Nearly $9 million stolen from DeFi platform Crema Finance
Decentralized finance platform Crema Finance announced that it was hacked on Saturday and had about $8.8 million stolen during the attack.
The company said it is now working with law enforcement and blockchain security companies to trace the stolen funds. In total, the hackers stole 69,500 SOL, which is worth about $2.3 million and stablecoins worth about $6.5 million.
It sent a message to the hackers, offering them $800,000 in exchange for the return of the stolen funds.
“Your addresses on both Solana and Ethereum, have been blacklisted and all eyes are on you right now. You have 72h from now to consider becoming a white hat and keeping $800k as the bounty,” the company said in a note to the hacker.

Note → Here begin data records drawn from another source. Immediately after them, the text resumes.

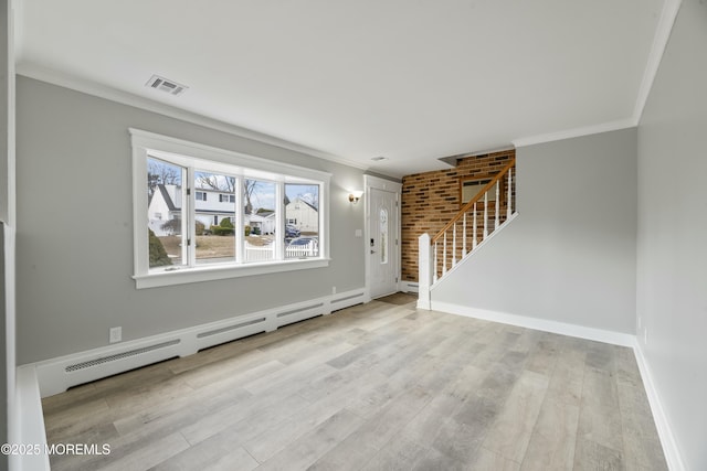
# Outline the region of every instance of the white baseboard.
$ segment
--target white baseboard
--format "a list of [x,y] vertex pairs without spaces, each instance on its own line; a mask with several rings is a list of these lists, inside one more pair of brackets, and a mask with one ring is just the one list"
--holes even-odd
[[400,290],[402,292],[420,292],[420,283],[418,283],[418,281],[402,280],[400,282]]
[[20,453],[10,456],[11,470],[49,471],[49,454],[45,452],[46,433],[44,429],[44,416],[42,415],[42,398],[36,381],[34,366],[25,365],[17,368],[15,382],[15,414],[18,435],[12,437],[11,443],[22,443],[33,448],[33,453]]
[[643,385],[645,386],[645,393],[648,396],[648,404],[651,405],[651,411],[653,413],[653,420],[655,421],[655,428],[658,430],[658,437],[661,438],[661,445],[663,446],[663,453],[665,454],[665,461],[671,471],[685,471],[685,463],[680,457],[675,435],[667,420],[667,415],[663,408],[661,402],[661,395],[653,381],[653,373],[651,367],[643,355],[641,344],[636,342],[633,349],[636,355],[636,363],[641,371],[641,377],[643,378]]
[[468,318],[518,325],[527,329],[559,333],[561,335],[577,336],[580,339],[593,340],[597,342],[611,343],[613,345],[630,346],[632,349],[635,345],[635,335],[629,333],[613,332],[558,321],[549,321],[546,319],[529,318],[526,315],[509,314],[507,312],[469,308],[466,306],[453,304],[449,302],[432,301],[431,304],[432,310],[434,311],[449,312],[451,314],[465,315]]
[[41,397],[151,363],[198,351],[317,315],[327,315],[369,300],[365,288],[282,306],[218,322],[196,325],[129,342],[25,365],[36,372]]
[[663,446],[663,452],[665,454],[665,460],[667,461],[668,468],[671,471],[685,471],[686,468],[680,458],[679,449],[667,420],[667,416],[665,415],[665,410],[661,402],[661,396],[658,395],[657,388],[655,387],[653,374],[651,373],[651,368],[648,367],[648,364],[643,356],[643,351],[641,350],[641,345],[639,344],[635,335],[602,329],[588,328],[583,325],[568,324],[564,322],[548,321],[545,319],[528,318],[518,314],[509,314],[506,312],[469,308],[447,302],[433,301],[431,302],[431,308],[435,311],[449,312],[457,315],[465,315],[475,319],[483,319],[486,321],[500,322],[504,324],[518,325],[527,329],[541,330],[545,332],[552,332],[561,335],[576,336],[580,339],[631,347],[635,354],[636,363],[639,364],[641,378],[643,379],[643,385],[645,387],[646,395],[648,396],[651,413],[653,414],[653,419],[658,431],[658,437],[661,439],[661,445]]

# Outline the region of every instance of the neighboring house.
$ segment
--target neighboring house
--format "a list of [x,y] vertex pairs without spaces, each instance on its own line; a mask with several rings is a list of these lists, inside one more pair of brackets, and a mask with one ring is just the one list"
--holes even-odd
[[285,222],[303,233],[319,232],[319,211],[300,197],[296,197],[285,206]]
[[245,224],[257,228],[261,235],[275,233],[275,212],[258,211],[255,214],[245,215]]
[[[194,191],[196,218],[204,227],[219,225],[224,218],[235,217],[235,196],[217,190]],[[157,236],[168,235],[162,225],[181,217],[181,186],[159,184],[150,197],[147,210],[149,227]]]
[[[221,221],[235,218],[235,195],[218,190],[198,189],[194,191],[196,220],[204,227],[218,226]],[[316,211],[316,210],[315,210]],[[147,208],[149,227],[155,235],[165,236],[170,229],[162,225],[181,217],[181,186],[159,184],[150,196]],[[257,214],[245,214],[245,224],[257,227],[260,234],[275,233],[275,212],[258,211]]]

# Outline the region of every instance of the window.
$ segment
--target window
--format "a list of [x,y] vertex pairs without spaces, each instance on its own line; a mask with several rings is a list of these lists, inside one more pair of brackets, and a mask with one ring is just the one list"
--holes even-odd
[[328,265],[330,174],[130,135],[138,288]]
[[388,264],[388,211],[383,207],[379,215],[380,224],[380,263]]

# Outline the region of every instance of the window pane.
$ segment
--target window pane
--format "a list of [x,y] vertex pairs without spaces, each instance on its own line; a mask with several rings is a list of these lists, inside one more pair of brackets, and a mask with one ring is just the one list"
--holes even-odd
[[275,195],[277,186],[261,180],[243,181],[245,261],[275,259]]
[[180,266],[187,263],[184,228],[186,169],[159,159],[147,159],[149,267]]
[[380,263],[388,263],[388,211],[380,210]]
[[285,258],[319,256],[319,185],[285,184]]
[[194,189],[197,264],[235,261],[235,178],[197,171]]

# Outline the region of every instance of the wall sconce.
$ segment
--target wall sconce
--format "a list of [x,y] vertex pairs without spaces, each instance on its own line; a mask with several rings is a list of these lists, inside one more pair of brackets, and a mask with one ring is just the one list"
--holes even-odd
[[359,190],[351,191],[351,193],[349,193],[349,201],[356,204],[361,199],[361,196],[363,196],[362,191],[359,191]]

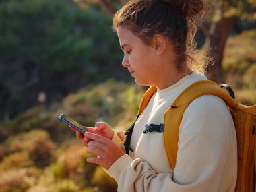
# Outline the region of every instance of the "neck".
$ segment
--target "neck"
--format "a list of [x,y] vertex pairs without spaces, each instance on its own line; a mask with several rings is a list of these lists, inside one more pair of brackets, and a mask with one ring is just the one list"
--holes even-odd
[[178,69],[162,70],[161,77],[159,79],[158,82],[157,82],[155,86],[158,89],[162,90],[174,85],[184,77],[191,73],[191,69],[190,69],[187,65],[182,71],[179,71]]

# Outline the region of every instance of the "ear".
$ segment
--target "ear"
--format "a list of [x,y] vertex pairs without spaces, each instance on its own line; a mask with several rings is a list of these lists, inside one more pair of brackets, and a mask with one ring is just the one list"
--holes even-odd
[[155,34],[152,38],[152,45],[156,55],[162,55],[166,49],[166,39],[162,34]]

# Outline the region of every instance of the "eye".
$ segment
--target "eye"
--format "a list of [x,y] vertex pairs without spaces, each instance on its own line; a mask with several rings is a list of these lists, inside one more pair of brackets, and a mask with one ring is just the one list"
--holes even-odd
[[127,51],[125,51],[125,53],[129,55],[131,53],[131,50],[129,50]]

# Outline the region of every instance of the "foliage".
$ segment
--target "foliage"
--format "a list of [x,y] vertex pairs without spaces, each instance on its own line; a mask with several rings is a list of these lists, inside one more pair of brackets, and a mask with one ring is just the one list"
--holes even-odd
[[227,42],[223,67],[227,82],[233,87],[256,89],[256,30],[245,31]]
[[[104,117],[113,128],[126,129],[134,121],[143,92],[141,87],[109,80],[70,94],[50,108],[36,106],[6,121],[1,127],[9,135],[0,145],[0,177],[7,175],[0,182],[3,189],[19,191],[17,186],[24,183],[21,190],[29,192],[116,191],[113,179],[87,162],[90,155],[58,116],[66,113],[90,126]],[[16,170],[20,174],[11,174]]]
[[71,0],[1,1],[0,17],[0,119],[36,104],[40,92],[50,104],[122,68],[110,18],[94,5],[85,11]]

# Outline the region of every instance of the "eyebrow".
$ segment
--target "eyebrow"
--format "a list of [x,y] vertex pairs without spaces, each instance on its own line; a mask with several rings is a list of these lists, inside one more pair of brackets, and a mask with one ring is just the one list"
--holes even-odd
[[123,45],[121,46],[121,48],[122,49],[125,49],[125,46],[128,46],[128,45],[129,45],[128,44],[123,44]]

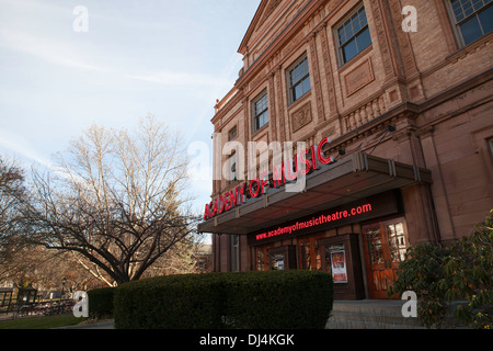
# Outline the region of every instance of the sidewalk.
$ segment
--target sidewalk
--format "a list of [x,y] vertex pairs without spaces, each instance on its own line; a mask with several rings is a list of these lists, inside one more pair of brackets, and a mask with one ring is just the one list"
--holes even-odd
[[106,320],[101,322],[87,322],[78,326],[61,327],[55,329],[115,329],[115,321]]

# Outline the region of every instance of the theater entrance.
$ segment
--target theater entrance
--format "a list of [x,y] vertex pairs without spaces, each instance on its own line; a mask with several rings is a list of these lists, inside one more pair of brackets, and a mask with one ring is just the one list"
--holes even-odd
[[369,297],[389,298],[387,290],[397,280],[397,270],[409,248],[405,220],[394,218],[365,225],[362,229]]

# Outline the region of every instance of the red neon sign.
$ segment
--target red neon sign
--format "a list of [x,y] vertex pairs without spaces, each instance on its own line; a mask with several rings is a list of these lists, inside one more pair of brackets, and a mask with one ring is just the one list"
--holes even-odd
[[296,231],[299,231],[302,229],[321,226],[324,224],[337,222],[337,220],[348,218],[352,216],[357,216],[360,214],[369,213],[372,211],[374,211],[374,207],[371,206],[371,204],[368,203],[368,204],[364,204],[360,206],[355,206],[355,207],[351,208],[349,211],[336,211],[333,213],[329,213],[326,215],[323,215],[323,214],[317,215],[310,219],[298,220],[293,225],[278,227],[276,229],[267,230],[265,233],[259,234],[255,236],[255,240],[259,241],[259,240],[264,240],[264,239],[268,239],[272,237],[277,237],[279,235],[293,234],[293,233],[296,233]]
[[[330,165],[334,162],[332,157],[323,157],[322,147],[329,144],[330,139],[328,137],[323,138],[318,148],[312,145],[310,148],[305,149],[300,155],[295,155],[294,159],[288,159],[282,162],[277,167],[273,167],[273,186],[276,189],[287,181],[297,180],[299,174],[308,174],[311,170],[317,170],[320,165]],[[311,154],[311,159],[307,159],[307,155]],[[290,165],[294,162],[294,173],[291,173]],[[305,167],[302,167],[305,166]],[[255,178],[246,183],[243,183],[236,189],[223,193],[222,195],[216,197],[210,203],[205,205],[204,220],[215,217],[225,211],[231,210],[244,202],[244,195],[249,192],[251,197],[257,197],[266,192],[268,181],[265,180],[270,172],[264,172],[260,178]]]

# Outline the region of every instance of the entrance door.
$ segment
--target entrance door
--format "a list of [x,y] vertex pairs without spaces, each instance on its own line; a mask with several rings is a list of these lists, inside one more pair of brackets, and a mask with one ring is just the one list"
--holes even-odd
[[409,247],[403,218],[363,227],[370,298],[389,298],[387,290],[397,279]]

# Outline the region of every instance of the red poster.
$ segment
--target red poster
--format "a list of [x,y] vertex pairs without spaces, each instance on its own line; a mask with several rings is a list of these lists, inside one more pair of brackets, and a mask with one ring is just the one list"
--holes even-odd
[[332,251],[332,278],[335,284],[347,283],[346,253],[345,251]]

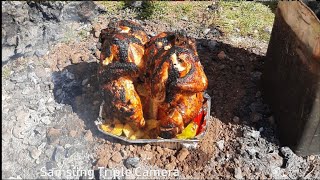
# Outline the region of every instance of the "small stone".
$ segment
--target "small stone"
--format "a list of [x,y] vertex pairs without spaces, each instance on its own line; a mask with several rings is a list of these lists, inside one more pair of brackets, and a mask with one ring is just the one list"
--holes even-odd
[[182,148],[177,155],[177,159],[182,162],[189,155],[189,150],[187,148]]
[[165,169],[173,170],[176,167],[175,163],[166,164]]
[[63,161],[64,157],[65,157],[65,152],[64,152],[64,148],[62,146],[57,146],[53,152],[53,160],[55,162],[61,162]]
[[240,118],[238,116],[235,116],[235,117],[233,117],[232,121],[235,122],[235,123],[239,123],[240,122]]
[[254,149],[254,148],[248,148],[248,149],[246,149],[246,151],[247,151],[248,154],[251,155],[251,156],[255,156],[256,153],[257,153],[257,150]]
[[309,156],[309,160],[310,160],[310,161],[313,161],[315,158],[316,158],[316,157],[315,157],[314,155],[310,155],[310,156]]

“And transfer remaining funds back to our contract-update-authority address. Otherwise the police and legal force will officially get involved and there will be endless tracing waiting for you.”
Several blockchain security companies showed that the hacker conducted the exploit by uploading a malicious on-chain program which could then be used to deploy multiple flash loan attacks.
Flash loan attacks are when a hacker uses a fast, uncollateralized loan to target vulnerabilities in a project’s design.
Flash loan attacks have become one of the most popular ways hackers target DeFi platforms. In April, hackers stole $11.2 million worth of Binance Coin from DeFi platform Elephant Money.
Blockchain analysis firm Chainalysis said at least $2.2 billion was stolen from DeFi protocols in 2021. Last month, the Ronin Network announced that hackers stole more than $500 million worth of cryptocurrency, making it one of the largest attacks ever.
Ronghui Gu, co-founder of crypto security firm CertiK, told The Record that the flash loan attack used by the hacker in this incident was specific and surprising in many ways.
“This kind of complicated exploit highlights the constantly shifting frontier of crypto security,” Gu said.
“This is a reminder that hackers are always finding new ways to use old tricks, and for web3 to become a truly secure ecosystem, it requires both the web3 security industry and projects themselves to get better at anticipating, not just responding to, attacks.”